While there was great progress regarding the technology and its implementation for vehicles equipped with automated driving systems (ADS), the challenge of how to prove their safety as a necessary precondition of a market launch remains unsolved. A promising potential solution are scenario-based development and test approaches; however, there is no commonly accepted way of how to systematically reveal the set of relevant scenarios to be tested to sufficiently capture the real-world traffic dynamics.
In this work, the so-called adaptive replay-to-sim approach (ARTS) is presented, which aims in particular to reveal unknown, unsafe scenarios in the development and testing phase of ADS. This approach is characterized by combining the individual advantages of real-world road traffic data and an agent-based (traffic) simulation.
As illustrated by Figure 1, the idea is to split the execution of a test case in two modes, namely a replay-to-sim and an agent-based simulation mode. Within the first mode the ADS-equipped vehicle substitutes a vehicle from the real recorded scenario, e.g., recorded by drones or extracted from a stochastic traffic simulation. An observer is tracking the (dis)similarity d between the original trajectory of the substituted vehicle and the ADS. In case the dissimilarity metric exceeds a defined threshold d_thres, describing a significant behavioral difference between the human-driven vehicle and the ADS, an agent-based mode is activated (trigger point T_tp). From now on, the behavior and thus the resulting trajectories of the involved traffic participants surrounding the ADS are determined by the underlying agent models.

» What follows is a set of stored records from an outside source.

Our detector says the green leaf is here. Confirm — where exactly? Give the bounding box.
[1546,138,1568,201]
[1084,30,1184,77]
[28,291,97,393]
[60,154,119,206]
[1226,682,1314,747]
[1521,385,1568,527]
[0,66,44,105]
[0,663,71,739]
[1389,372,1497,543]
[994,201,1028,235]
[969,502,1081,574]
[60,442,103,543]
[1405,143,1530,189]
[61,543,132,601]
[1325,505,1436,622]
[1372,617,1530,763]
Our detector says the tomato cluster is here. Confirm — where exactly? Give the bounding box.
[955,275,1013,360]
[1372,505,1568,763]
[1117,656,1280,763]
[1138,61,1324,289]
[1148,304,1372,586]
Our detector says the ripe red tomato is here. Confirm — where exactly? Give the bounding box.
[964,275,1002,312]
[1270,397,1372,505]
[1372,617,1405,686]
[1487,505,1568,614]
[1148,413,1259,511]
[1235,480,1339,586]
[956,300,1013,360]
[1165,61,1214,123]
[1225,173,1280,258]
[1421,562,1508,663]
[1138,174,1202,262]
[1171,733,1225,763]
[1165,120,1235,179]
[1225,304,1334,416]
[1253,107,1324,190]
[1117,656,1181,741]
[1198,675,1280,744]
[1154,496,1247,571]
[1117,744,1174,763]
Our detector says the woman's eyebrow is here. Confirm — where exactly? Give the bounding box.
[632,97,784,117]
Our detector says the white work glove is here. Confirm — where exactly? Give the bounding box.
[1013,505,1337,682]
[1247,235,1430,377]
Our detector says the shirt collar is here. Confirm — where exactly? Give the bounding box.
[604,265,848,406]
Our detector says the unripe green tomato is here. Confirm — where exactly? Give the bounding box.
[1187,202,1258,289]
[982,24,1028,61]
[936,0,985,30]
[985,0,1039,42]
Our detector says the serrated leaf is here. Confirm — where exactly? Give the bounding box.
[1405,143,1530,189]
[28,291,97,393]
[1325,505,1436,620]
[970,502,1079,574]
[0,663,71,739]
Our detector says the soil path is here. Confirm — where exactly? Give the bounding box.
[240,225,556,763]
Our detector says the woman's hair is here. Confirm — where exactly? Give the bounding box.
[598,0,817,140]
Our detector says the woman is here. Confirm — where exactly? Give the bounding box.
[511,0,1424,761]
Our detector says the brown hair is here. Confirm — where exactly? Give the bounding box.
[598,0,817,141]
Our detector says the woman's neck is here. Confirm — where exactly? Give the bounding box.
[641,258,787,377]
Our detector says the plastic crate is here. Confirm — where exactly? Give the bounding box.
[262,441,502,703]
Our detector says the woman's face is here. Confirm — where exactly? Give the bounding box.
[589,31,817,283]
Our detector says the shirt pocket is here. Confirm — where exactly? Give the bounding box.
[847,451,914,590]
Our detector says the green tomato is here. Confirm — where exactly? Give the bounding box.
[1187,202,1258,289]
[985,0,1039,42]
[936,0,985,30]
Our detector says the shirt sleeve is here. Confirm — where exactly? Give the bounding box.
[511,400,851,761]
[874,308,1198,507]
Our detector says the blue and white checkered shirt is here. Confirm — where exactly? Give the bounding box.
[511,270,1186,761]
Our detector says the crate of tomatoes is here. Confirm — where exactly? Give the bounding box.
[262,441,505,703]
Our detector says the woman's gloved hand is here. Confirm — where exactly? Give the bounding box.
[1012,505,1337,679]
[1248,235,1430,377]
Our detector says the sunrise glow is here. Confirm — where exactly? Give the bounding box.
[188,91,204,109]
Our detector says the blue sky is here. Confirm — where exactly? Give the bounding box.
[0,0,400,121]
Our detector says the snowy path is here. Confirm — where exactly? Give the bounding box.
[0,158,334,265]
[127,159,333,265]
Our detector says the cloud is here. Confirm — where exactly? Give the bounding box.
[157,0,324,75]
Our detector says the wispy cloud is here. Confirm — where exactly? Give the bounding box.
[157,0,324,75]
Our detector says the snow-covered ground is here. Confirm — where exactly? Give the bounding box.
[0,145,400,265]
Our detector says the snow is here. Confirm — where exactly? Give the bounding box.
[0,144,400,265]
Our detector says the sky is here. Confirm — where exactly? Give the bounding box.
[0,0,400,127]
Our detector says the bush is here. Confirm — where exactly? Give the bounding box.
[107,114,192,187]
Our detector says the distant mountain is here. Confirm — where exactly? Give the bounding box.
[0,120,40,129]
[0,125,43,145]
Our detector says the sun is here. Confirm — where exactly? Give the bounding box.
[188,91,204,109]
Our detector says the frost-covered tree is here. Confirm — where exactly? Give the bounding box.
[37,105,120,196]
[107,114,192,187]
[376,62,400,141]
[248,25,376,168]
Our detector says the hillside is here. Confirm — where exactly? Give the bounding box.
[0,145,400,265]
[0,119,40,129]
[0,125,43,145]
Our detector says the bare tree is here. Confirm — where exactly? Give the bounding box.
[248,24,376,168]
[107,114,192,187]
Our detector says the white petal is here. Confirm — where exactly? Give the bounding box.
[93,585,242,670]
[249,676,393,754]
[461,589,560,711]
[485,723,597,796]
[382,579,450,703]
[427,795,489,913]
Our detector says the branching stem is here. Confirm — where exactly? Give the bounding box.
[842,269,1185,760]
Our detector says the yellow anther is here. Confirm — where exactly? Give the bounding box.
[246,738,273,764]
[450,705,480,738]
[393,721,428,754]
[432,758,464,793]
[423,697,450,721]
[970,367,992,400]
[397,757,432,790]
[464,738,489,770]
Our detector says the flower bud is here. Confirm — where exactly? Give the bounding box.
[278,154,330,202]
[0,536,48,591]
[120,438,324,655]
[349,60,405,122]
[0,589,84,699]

In addition to conceptual details, the proof-of-concept implementation and evaluation of the approach using CarMaker as well as the InD dataset, containing naturalistic urban road user trajectories, is showcased exemplarily. Compared to related approaches, within which the behavior of a vehicle operated by a human driver in real road traffic is compared with the virtual behavior of a passive ADS, the ARTS approach offers various advantages. A major advantage of ARTS is the elimination of the ADS dependency, since the reference data are available independent of the specific ADS (parametrization) and thus, for example, a relative comparison of different ADS is possible. Another benefit is the possibility to evaluate the long-term evolution of the specific scenario. However, challenges potentially arise from the absence of perception sensor information in the isolated ARTS approach and thus validated sensor models as well as agent models are required depending on the system under test. In addition, there are further concepts and approaches that ARTS would enable: An example is the substitution of various ego-vehicles of the data set with ADS-equipped vehicles for evaluating future mixed-traffic scenarios.